E’ grazie all’orientamento olistico alla persona, non in chiave new-age o alternativa ma di stampo neo-ippocratico, che nonostante tutto il generalista regge la soverchiante concorrenza della tecno-medicina. Tuttavia la terapia della crisi identitaria ripropone, in modo un po’ paradossali, la soluzione specialistica, che imbocca due strade. Da un lato ci si rifugia nella via di fuga individuale dello special interest, per recuperare credibilità e autorevolezza; il “piccolo specialista” se non altro ha il pregio della spendibilità pratica.

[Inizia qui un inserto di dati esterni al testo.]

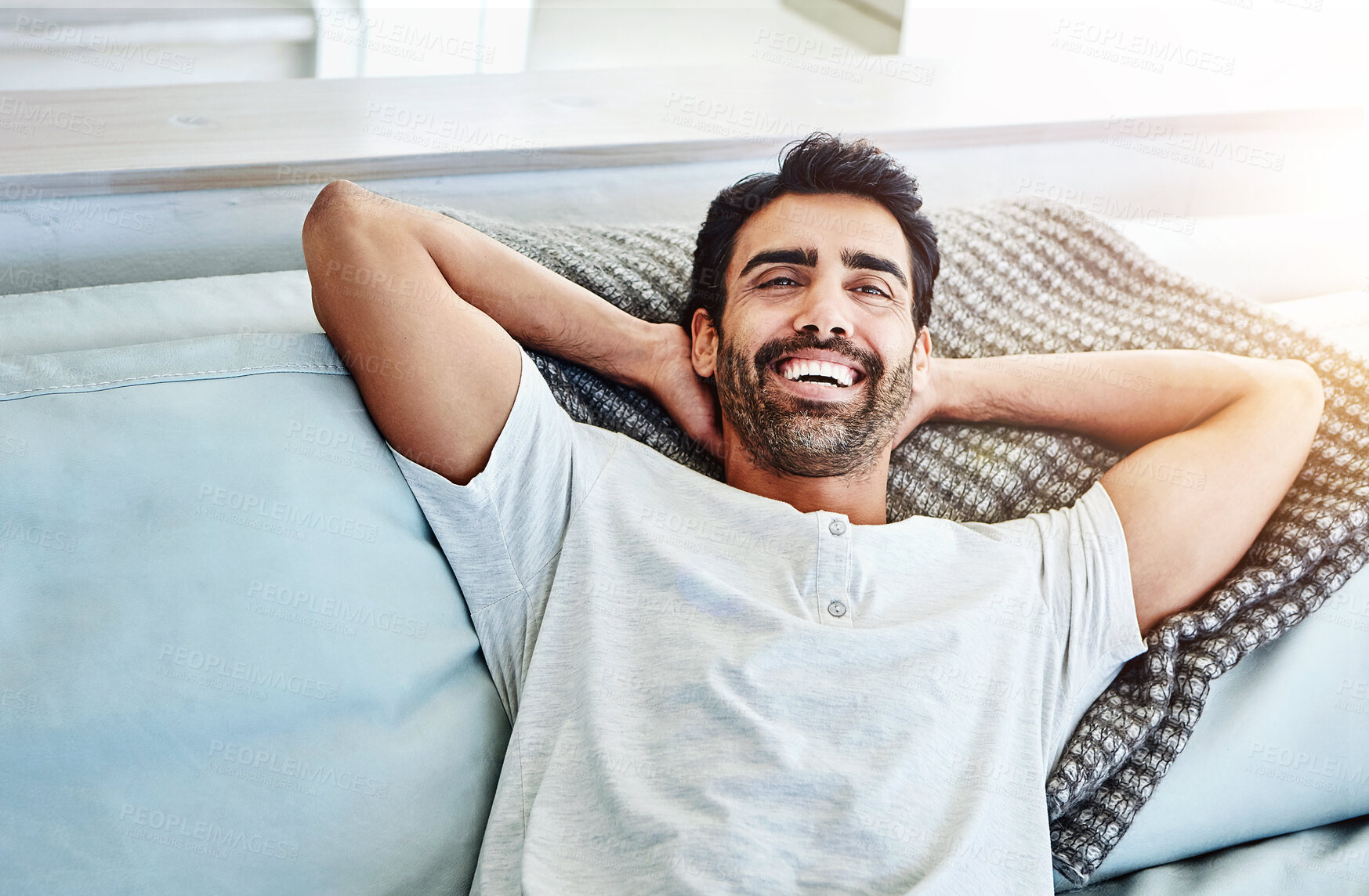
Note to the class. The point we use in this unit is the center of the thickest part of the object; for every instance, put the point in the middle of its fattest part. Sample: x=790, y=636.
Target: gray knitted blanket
x=1042, y=276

Dall’altro si alimentano le attese palingenetiche verso un’etichetta ontologica, come quella di “specialista in MG”, che confida nella virtù di un ossimoro; davvero qualcuno è convinto che il futuro “specialista in generalità” recupererà l’identità e autorevolezza, reggendo la concorrenza di una differenziazione tecno-scientifica frammentata in sub-sub-specialità? Davvero la combinazione dei determinanti socio-culturali ed epistemici della crisi verrà d’incanto superata da una sibillina targa di “specialista generalista”, ovvero senza un oggetto specifico?

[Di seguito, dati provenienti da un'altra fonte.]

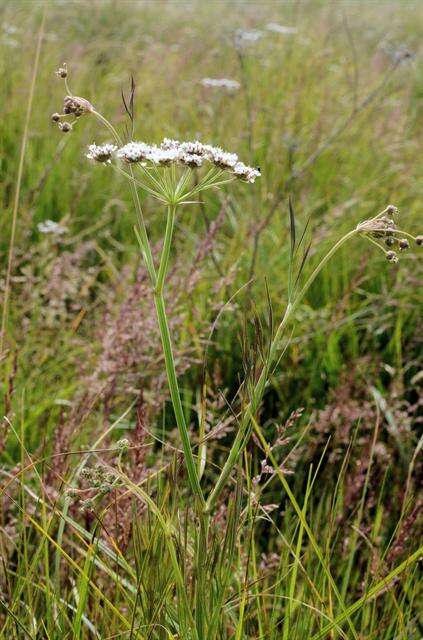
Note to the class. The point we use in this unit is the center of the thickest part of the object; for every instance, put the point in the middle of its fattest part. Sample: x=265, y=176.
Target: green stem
x=242, y=436
x=169, y=360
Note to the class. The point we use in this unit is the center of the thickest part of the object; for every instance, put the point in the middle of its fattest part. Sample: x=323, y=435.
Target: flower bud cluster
x=383, y=226
x=191, y=154
x=101, y=153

Sono solo alcuni dei nodi da sciogliere per uscire dallo stallo attuale. Si sa che ogni passaggio epocale, ogni crisi è gravida di rischi regressivi ma anche di opportunità di cambiamento e rigenerazione. La mia proposta? Far leva sulla dimensione comunitaria per coniugare l’intervento di popolazione con la centralità olistica della persona; la cornice culturale e identitaria è quella della definizione Wonca, del sapere pratico, situato e riflessivo che, in riferimento alla “medicina impareggiabile” del Prof. Cavicchi, potremmo definire neo-ippocratico. Fino ad ora la ricetta è stata applicata qua e là con scarsa convinzione, per i limiti di un sindacato poco propositivo e per un deficit di strumenti organizzativi adeguati, a parte i pregiudizi della controparte.
L’occasione seppur tardiva arriva dal recepimento delle AFT, potenziale nucleo sociale fondante la Comunità di Pratica (CdP) dei medici del territorio che, in sinergia con gli interventi di popolazione nelle Case di Comunità, può innescare l’evoluzione verso un professionalismo organizzativo rivolto alla gestione della cronicità. Ad esempio il recente documento PON GOV sulla cronicità contiene diversi riferimenti al ruolo chiave della CdP, ma esclusivamente in relazione al gruppo di lavoro che ha elaborato le tesi in esso contenute; è un primo segnale anche se purtroppo nessuno è stato sfiorato dall’idea che senza la coltivazione delle AFT come CdP l’ambizioso programma è destinato ad arenarsi, al pari della Presa in carico lombarda.
Per un progetto simile servirebbe “un fisico bestiale” e mi rendo perfettamente conto, citando Edgar Morin, che “la missione si fa sempre più impossibile, ma la rinuncia alla missione è diventata ancor più impossibile”.